3. Reaction of Sulfur oxide Ylide with intracellular proteins

The method selects the Hela cell which is commonly used as the model cell. Hela cells were cultured in 10cM diameter culture dish in 10% DMEM medium at an initial density of 30% for 12 hours at 37 ℃. YLide (1mM) was dissolved in 10% DMEM medium together with riboflavin (Catalyst A,100uM), riboflavin phosphate sodium salt (Catalyst B,100uM), and riboflavin tetrabutyl ester (Catalyst C,100uM), respectively, and the cells were replaced with this medium, cultured at 37 ℃ for 12 hours, and then irradiated with 440 nm blue light for 1 minute.

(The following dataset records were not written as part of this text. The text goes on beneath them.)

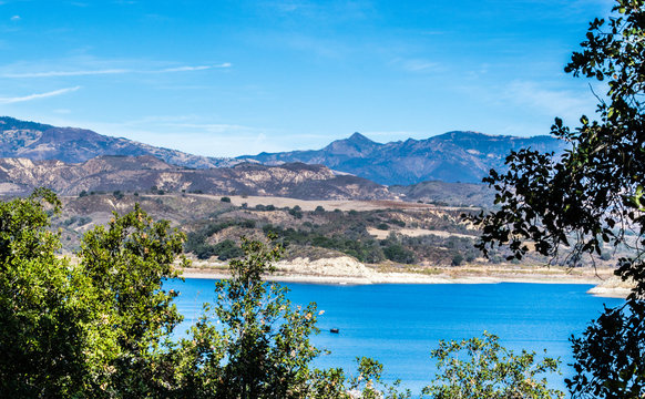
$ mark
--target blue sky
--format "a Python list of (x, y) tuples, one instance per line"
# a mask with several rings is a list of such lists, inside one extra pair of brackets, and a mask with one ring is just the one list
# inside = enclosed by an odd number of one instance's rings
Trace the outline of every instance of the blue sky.
[(0, 0), (0, 115), (212, 156), (357, 131), (546, 134), (554, 116), (595, 110), (590, 82), (563, 66), (611, 7)]

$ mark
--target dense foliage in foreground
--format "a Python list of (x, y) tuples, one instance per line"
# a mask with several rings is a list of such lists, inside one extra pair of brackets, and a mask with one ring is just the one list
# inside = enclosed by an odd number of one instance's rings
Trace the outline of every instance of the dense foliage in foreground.
[(597, 121), (583, 115), (552, 134), (571, 144), (562, 157), (531, 150), (506, 158), (509, 172), (485, 178), (500, 209), (470, 217), (483, 229), (484, 252), (506, 246), (520, 259), (538, 253), (601, 256), (603, 245), (632, 249), (616, 275), (634, 289), (573, 338), (574, 398), (645, 397), (645, 2), (617, 0), (607, 20), (591, 22), (582, 51), (565, 71), (605, 82)]
[[(44, 190), (0, 203), (4, 397), (411, 397), (398, 382), (385, 383), (382, 366), (372, 359), (359, 359), (354, 377), (311, 367), (320, 354), (309, 341), (317, 332), (316, 305), (294, 307), (285, 287), (260, 278), (272, 272), (280, 245), (243, 239), (245, 256), (231, 262), (232, 278), (214, 287), (215, 303), (205, 305), (184, 338), (173, 339), (182, 320), (173, 304), (178, 293), (166, 291), (163, 282), (177, 277), (174, 265), (185, 262), (183, 234), (136, 206), (90, 231), (79, 262), (71, 263), (57, 256), (59, 235), (48, 228), (48, 213), (59, 206)], [(472, 361), (451, 362), (451, 352), (461, 349)], [(480, 383), (464, 391), (469, 397), (560, 396), (538, 376), (554, 370), (555, 360), (515, 357), (489, 335), (442, 342), (433, 356), (448, 376), (426, 388), (436, 398), (460, 391), (472, 378)]]

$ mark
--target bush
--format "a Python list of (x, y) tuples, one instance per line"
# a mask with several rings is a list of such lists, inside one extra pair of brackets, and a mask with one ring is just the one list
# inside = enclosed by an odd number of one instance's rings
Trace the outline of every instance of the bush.
[(516, 356), (499, 344), (499, 338), (484, 331), (483, 338), (439, 341), (432, 350), (437, 359), (437, 377), (423, 393), (434, 399), (452, 398), (564, 398), (549, 389), (546, 372), (556, 372), (560, 360), (535, 360), (535, 352)]
[(463, 263), (463, 255), (461, 254), (454, 254), (452, 256), (452, 266), (460, 266)]
[(403, 248), (400, 244), (390, 244), (383, 249), (386, 258), (402, 264), (413, 264), (416, 262), (414, 253)]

The collected cells were resuspended in PBS, the cells were lysed by sonication, the supernatant was taken by ultracentrifugation, and the BCA concentration was determined. Taking lysate containing 10 micrograms of protein, and marking a protein with a Biotin label by utilizing click reaction, wherein the specific method is to add CuSO into a system₄(1mM), TECP (1mM), TBTA (10mM), Biotin-N3(100uM), the entire reaction system was incubated at 37 ℃ for 2 hours. After the reaction is finished, fixing the mixture by using Loading Buffer, then carrying out electrophoretic separation by using 10% Page gel, transferring the protein in the Page gel to a PC membrane, dissolving skim milk with the volume percentage concentration of 5% in TBST to block the PC membrane for 1 hour, then incubating the PC membrane with Anti-biotin for 12 hours at 4 ℃, and detecting by using a gel imager. The results are shown in FIG. 4. In the presence of three different catalysts, reaction bands appear, and the reaction of the sulfur Ylide reaction system in living cells is proved to be successful. Wherein, the reaction is more obvious in the presence of riboflavin sodium phosphate and riboflavin tetrabutyl ester serving as catalysts.

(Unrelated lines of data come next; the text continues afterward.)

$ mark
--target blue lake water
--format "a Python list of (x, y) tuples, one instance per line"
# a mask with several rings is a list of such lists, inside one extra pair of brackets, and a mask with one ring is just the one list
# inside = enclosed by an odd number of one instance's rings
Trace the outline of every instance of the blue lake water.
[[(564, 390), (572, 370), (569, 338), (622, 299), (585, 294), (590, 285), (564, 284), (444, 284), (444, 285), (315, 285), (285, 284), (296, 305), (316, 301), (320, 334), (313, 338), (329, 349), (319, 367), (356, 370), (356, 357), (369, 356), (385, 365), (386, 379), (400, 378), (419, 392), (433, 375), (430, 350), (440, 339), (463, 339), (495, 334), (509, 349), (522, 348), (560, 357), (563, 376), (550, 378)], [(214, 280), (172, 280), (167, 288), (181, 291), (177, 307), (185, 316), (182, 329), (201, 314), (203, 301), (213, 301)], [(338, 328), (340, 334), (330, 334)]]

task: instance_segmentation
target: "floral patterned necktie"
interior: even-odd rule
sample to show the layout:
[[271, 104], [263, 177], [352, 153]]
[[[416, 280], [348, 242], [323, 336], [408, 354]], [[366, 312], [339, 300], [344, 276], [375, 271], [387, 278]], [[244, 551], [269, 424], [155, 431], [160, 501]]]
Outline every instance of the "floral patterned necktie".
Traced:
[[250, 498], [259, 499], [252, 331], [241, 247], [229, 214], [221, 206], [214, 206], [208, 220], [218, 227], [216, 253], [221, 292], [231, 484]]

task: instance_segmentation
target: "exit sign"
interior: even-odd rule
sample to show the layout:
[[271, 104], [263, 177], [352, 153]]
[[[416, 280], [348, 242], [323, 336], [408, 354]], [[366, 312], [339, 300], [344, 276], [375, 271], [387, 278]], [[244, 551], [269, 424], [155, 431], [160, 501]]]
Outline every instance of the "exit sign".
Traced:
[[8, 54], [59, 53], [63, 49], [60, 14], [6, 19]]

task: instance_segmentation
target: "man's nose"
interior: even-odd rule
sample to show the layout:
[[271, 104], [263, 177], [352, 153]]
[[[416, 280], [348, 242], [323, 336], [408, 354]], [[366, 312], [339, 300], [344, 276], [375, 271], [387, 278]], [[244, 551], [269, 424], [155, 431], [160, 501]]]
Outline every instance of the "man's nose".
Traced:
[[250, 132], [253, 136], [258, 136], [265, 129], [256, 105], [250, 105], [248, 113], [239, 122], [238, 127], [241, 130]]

The experimental results are combined, and the photocatalytic sulfur oxide YLide click reaction system only needs 1 minute of illumination reaction time to achieve the ideal effect of the traditional protein cysteine modification method. Therefore, the novel reaction system is a more efficient protein modification technology compared with the traditional method. And the reaction condition in the cells also shows more biotin co-immunoprecipitation bands, which proves the good biocompatibility and application prospect of the reaction system.